Todo se ve y se deja de ver. Atados con hilos secos prontos a quebrar, sus recuerdos avanzan como ceniza removida. Tengo que contar que muchas voces lo llaman. Todo se resume en unas cuantas imágenes: su cuello esbelto, su cabello rizado, su nariz ancha; esa voz de mosca que nunca acaba de posarse. Su historia es pegajosa como un ritual. El zumbido de mosca no para, por eso cansa estar con él. Es mi primo, dicen que es un filtro de mis huesos, un latido de mi sangre, pero es un desencuentro permanente, una derrota. Es frustrante saber que algo de él está en ti.
Le escribo ahora, ya cuando las esquinas de su cuarto están vacías. Y ya son naranjas y verdes sus cenizas. Otras moscas, las verdaderas, deambulan alrededor de esta luz de vela, de este musgo que va creciendo entre nosotros.
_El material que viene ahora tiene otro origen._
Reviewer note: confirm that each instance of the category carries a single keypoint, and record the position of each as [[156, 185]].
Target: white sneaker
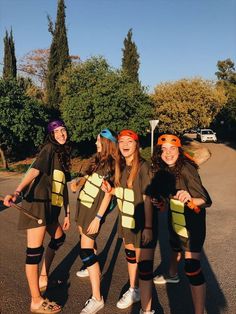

Como si pudiera alejarme, le escribo estas líneas que nunca escuchará como nunca sabrá del ángel que guardó su madre en un sobre y que le daría cuando cumpliera los cuarenta.
Podría inventar otras palabras, menos cenicientas, pero es inútil guardar entre dientes ese trébol de la suerte que llevabas en el bolsillo.
Entre una orilla y otra todo se ve y se deja de ver. Te dejo el aliento de estas palabras. Sólo eso, una huella en tu cuerpo vacío.